One sentence in, a whole product out: the render, the 3D mesh, the brick build, a boxed set, an instruction booklet, and a costed parts list ($485.82 for this Sagrada). Every stop is editable, so you can re-roll any of it.

Keep the ones you like. They line up on a shelf you can spin in 3D, or read back as a list with names and prices: a little gallery of buildable buildings.

The shelf, in 3D. Saved sets become a collection you can rotate and revisit.

The same shelf as a list: Sagrada, La Muralla, and the Bilbao blob, each with its piece count and price.

Where the method ends (honestly)

We kept Bilbao in the benchmark on purpose, and it fails, gracefully. Its build comes out as a connected, 93%-supported metallic mass with a green atrium stripe: recognizable as a blob, not as Bilbao. That is not a bug we hid. It is the predicted boundary of the whole approach. We even kept the prompt verbatim, full of “swirling titanium-clad volumes” and “continuous curved masses,” and the model followed those curves faithfully; a cubic voxel grid simply cannot hold them. Smooth, curvature-dominated forms lose their legibility long before they lose their structure. Voxels love a fused, blocky mass (Sagrada, Muralla) and mangle a Gehry swoop. Showing the failure is how we prove we understand the method, not just where it shines but where it stops.

We named the building and the model followed Gehry’s curves… which a voxel grid cannot hold. The result is connected and 93% supported, just not legible. Knowing exactly where the method ends is part of the work.

Why this matters

The real tension in lEgoarCh is not AI versus humans. It is probabilistic versus provable. The generative half is creative, surprising, and occasionally wrong: it proposes. The computational half is deterministic, checkable, and never lies about gravity: it proves.
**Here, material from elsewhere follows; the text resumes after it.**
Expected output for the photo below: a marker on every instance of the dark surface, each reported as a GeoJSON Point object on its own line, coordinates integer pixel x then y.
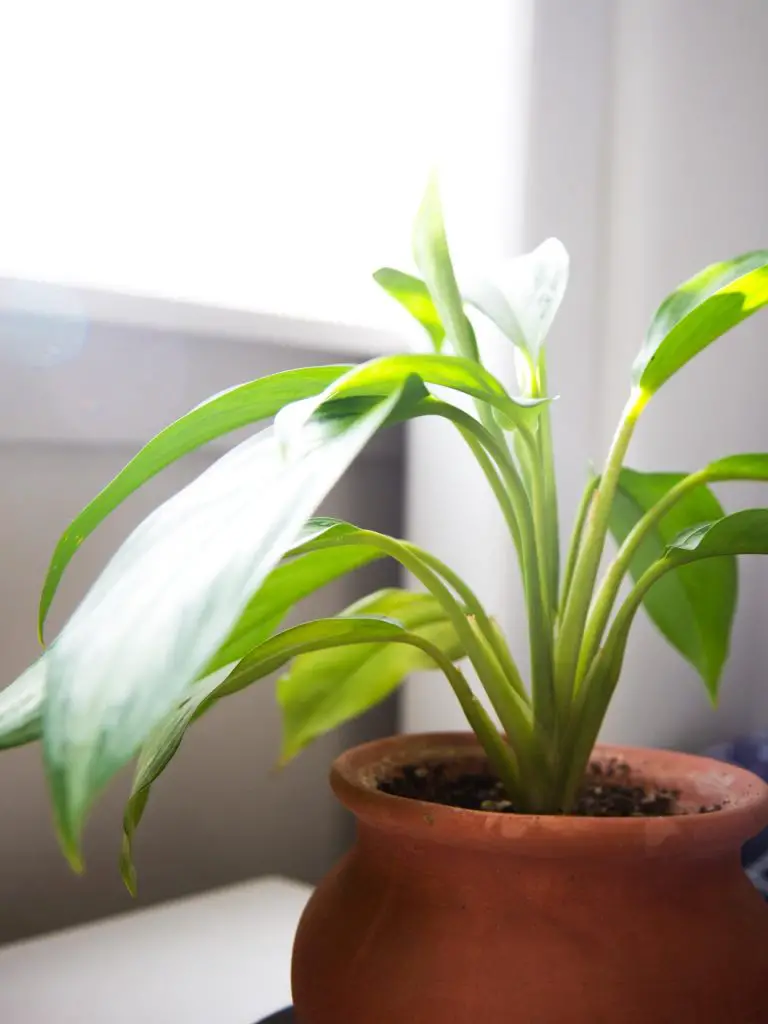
{"type": "Point", "coordinates": [608, 792]}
Diffusion dreams up a form; CIEDE2000 and a connectivity flood-fill drag that dream into a set you could order tonight and build on your floor.

We think that handoff is the interesting frontier for generative tools in design generally. The inspired gesture is cheap now; anyone can generate a thousand renders before lunch. The value has moved to the layer that takes a gesture and proves it: that it fits the parts that exist, the colours you can buy, the loads it has to carry. We just made that layer literal, one brick at a time.

Type a building. Watch a sentence become a set.